In “Thorn Birds: The Missing Years,” we learn of two bishops who attack the Church for not doing enough about saving Jews during World War II. The subject of the Church’s politics and power–always inflated–is used as the basis for discussing the Church’s role during the Holocaust. Indeed, a Cardinal is depicted as complaining about what a scandal it would be if Catholics learned how much the Church actually spent on helping Jews escape persecution.
Archbishop Ralph de Brissart, played by Richard Chamberlain, is routinely referred to as Father Ralph; he fathered a son by Meggie Cleary O’Neill, though it is not widely known, including to O’Neill’s husband, Luke. One of Luke O’Neill’s major complaints is that his son is being indoctrinating to become a priest.
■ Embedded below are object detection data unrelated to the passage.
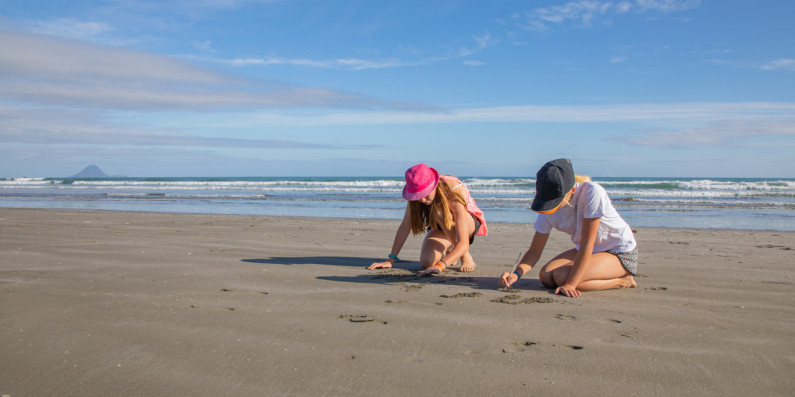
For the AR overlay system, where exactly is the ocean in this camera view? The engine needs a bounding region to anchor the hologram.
[0,176,795,231]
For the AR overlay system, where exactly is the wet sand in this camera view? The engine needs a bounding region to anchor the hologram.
[0,209,795,397]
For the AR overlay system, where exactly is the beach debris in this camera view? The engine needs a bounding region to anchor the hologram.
[339,314,386,324]
[491,294,555,305]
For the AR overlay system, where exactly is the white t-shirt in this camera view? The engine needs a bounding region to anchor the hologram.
[534,182,637,253]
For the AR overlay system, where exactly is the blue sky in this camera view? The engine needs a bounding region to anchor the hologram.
[0,0,795,177]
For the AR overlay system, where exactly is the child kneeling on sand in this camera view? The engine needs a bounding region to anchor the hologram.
[499,159,638,297]
[367,164,488,276]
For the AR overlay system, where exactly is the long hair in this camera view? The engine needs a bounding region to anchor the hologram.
[408,178,466,234]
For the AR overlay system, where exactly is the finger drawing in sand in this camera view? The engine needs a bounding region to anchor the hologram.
[368,164,488,276]
[499,159,638,298]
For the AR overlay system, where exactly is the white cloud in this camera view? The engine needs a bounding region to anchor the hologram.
[208,33,500,70]
[222,102,795,126]
[627,120,795,147]
[523,0,701,31]
[0,105,369,149]
[32,18,113,40]
[0,32,423,110]
[762,59,795,70]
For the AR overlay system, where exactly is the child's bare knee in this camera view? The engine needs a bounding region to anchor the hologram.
[538,269,557,288]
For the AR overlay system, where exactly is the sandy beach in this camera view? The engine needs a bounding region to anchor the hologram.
[0,209,795,397]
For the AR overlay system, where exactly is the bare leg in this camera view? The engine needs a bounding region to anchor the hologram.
[538,249,638,291]
[437,216,477,272]
[420,229,453,269]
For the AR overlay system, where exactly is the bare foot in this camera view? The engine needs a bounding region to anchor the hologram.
[618,274,638,288]
[458,251,477,273]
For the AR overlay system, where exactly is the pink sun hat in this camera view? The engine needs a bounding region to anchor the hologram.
[403,164,439,201]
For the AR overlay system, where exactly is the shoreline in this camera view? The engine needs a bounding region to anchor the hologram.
[0,207,795,233]
[0,208,795,396]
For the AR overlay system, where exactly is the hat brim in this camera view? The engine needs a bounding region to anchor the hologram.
[530,196,565,212]
[403,167,439,201]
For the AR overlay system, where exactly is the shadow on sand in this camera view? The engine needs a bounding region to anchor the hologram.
[241,256,547,291]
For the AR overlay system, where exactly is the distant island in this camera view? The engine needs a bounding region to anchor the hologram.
[69,165,109,179]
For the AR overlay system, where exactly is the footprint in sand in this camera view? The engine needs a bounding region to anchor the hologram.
[221,288,268,295]
[502,341,541,353]
[439,292,483,298]
[552,345,585,350]
[491,294,555,305]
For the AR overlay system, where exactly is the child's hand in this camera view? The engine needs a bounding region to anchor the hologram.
[499,272,519,288]
[417,266,442,277]
[555,284,582,298]
[367,261,392,270]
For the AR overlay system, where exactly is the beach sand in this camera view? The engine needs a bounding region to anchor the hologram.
[0,209,795,397]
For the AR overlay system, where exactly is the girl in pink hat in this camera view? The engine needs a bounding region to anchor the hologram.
[368,164,488,276]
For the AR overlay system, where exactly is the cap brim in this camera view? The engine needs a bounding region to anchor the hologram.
[530,196,565,212]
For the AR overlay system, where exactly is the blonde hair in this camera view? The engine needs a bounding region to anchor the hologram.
[408,178,466,234]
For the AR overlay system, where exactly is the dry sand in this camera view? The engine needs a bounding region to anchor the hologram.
[0,209,795,397]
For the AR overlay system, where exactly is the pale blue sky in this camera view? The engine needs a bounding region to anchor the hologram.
[0,0,795,177]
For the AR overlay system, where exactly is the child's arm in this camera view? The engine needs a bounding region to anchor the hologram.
[555,218,602,298]
[441,200,472,265]
[367,205,411,270]
[499,232,549,288]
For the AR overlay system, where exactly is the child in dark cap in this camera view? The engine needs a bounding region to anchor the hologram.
[499,159,638,298]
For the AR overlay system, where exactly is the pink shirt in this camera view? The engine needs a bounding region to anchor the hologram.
[439,175,489,236]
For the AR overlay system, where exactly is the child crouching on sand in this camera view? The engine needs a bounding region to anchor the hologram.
[499,159,638,298]
[367,164,488,276]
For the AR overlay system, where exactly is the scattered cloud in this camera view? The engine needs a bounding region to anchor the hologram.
[221,102,795,126]
[0,105,374,149]
[208,33,500,70]
[0,32,431,111]
[627,119,795,147]
[31,18,113,40]
[519,0,701,32]
[762,59,795,71]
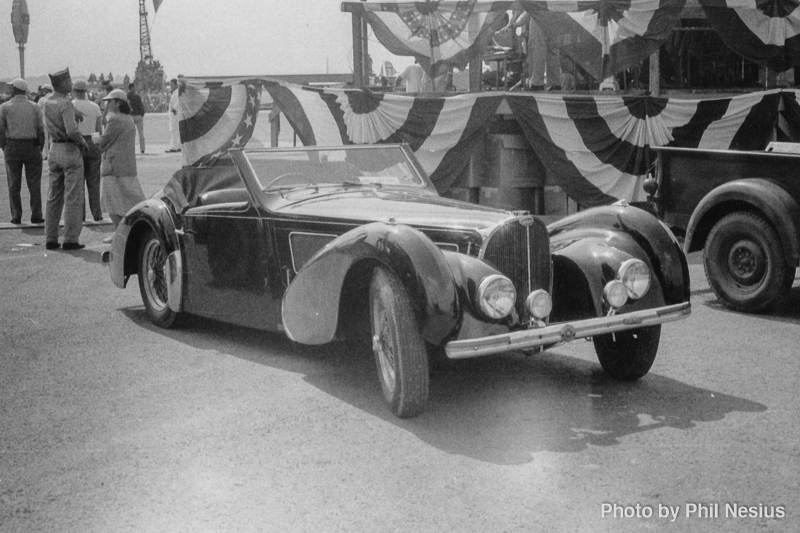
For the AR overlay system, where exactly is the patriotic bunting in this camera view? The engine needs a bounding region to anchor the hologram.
[346,0,513,76]
[700,0,800,72]
[180,79,800,207]
[178,80,261,167]
[520,0,685,80]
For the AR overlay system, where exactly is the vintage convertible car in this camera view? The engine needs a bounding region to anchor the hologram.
[107,145,691,417]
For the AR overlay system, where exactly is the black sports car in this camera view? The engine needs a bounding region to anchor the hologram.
[108,145,691,417]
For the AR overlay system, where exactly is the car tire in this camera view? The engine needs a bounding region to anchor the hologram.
[703,211,794,313]
[138,232,182,328]
[592,324,661,381]
[369,267,430,418]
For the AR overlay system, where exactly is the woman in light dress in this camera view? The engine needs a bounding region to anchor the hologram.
[98,89,145,242]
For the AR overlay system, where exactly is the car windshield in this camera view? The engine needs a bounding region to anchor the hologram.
[245,145,425,191]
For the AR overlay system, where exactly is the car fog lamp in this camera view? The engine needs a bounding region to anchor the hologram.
[477,274,517,319]
[525,289,553,320]
[617,259,650,300]
[603,279,628,309]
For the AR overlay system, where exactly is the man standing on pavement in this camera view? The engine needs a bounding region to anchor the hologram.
[0,78,44,224]
[72,80,103,222]
[167,78,181,153]
[36,83,53,161]
[128,83,144,153]
[44,69,89,250]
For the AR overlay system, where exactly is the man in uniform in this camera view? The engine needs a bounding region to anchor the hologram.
[72,80,103,222]
[0,78,44,224]
[44,69,89,250]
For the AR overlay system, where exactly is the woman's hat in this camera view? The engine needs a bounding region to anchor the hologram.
[103,89,128,102]
[49,68,71,86]
[11,78,28,92]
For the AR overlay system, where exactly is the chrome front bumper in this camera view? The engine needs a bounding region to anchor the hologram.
[445,302,692,359]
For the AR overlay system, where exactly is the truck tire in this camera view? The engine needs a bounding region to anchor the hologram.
[703,211,794,313]
[592,324,661,381]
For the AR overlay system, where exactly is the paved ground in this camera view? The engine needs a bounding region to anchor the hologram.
[0,117,800,533]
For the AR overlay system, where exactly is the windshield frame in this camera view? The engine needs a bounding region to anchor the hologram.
[229,144,438,207]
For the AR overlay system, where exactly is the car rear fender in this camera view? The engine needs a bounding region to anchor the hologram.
[110,198,181,288]
[548,204,690,319]
[282,222,458,344]
[684,178,800,266]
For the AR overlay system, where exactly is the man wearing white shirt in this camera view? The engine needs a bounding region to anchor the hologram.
[72,81,103,222]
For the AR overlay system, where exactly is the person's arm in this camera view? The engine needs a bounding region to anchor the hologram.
[98,117,122,152]
[61,100,89,150]
[0,108,7,150]
[36,105,44,147]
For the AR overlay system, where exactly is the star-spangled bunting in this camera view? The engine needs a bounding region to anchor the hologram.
[175,79,800,207]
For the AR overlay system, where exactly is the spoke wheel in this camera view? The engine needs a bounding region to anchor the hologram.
[703,212,794,312]
[369,267,429,418]
[139,233,180,328]
[592,325,661,381]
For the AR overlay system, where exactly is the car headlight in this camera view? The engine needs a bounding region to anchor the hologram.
[525,289,553,320]
[603,279,628,309]
[477,274,517,319]
[617,259,650,300]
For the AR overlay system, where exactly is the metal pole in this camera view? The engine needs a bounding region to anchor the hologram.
[19,45,25,79]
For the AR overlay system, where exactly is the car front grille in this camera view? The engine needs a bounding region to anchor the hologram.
[480,216,552,318]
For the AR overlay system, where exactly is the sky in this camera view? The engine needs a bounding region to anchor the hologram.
[0,0,413,80]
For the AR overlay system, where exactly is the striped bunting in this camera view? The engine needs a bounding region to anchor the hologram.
[700,0,800,72]
[178,80,261,167]
[173,79,800,207]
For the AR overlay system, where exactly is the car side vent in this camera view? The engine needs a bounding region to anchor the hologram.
[434,242,458,252]
[289,232,336,272]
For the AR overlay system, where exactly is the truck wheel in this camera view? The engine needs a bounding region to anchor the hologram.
[592,325,661,381]
[369,267,429,418]
[703,211,794,313]
[138,232,181,328]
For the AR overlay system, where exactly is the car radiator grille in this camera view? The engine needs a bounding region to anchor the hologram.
[480,217,552,318]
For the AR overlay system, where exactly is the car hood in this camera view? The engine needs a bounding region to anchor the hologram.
[273,189,512,230]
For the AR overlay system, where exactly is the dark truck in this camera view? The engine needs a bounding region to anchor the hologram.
[645,143,800,312]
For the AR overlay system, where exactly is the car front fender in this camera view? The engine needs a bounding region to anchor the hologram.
[548,204,690,320]
[282,222,459,344]
[109,198,180,289]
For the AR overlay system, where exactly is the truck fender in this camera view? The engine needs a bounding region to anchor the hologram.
[282,222,459,344]
[684,178,800,266]
[547,203,690,313]
[109,198,181,288]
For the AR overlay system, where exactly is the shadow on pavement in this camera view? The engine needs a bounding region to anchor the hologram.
[692,282,800,326]
[121,308,767,464]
The courtroom scene was perhaps the most objectionable part of the movie. The boy is interrogated by a judge in a custody hearing and is subjected to lengthy questioning about his interest in becoming a priest. Questions are asked about the Church and the Pope and whether the boy owes his allegiance to the Pope or to “King and country.”
The judge is particularly upset with the boy’s “obsession” with his religion, declaring how unhealthy such a virtue really is. That is why the judge thinks it is important that the boy be sent to a foster home: it is necessary to undo the damage that has been done by his disturbing attraction to Catholicism.
It is clear that the show bombed with the public, but it is also clear that Hollywood has a fixation on painting Catholicism is a negative way.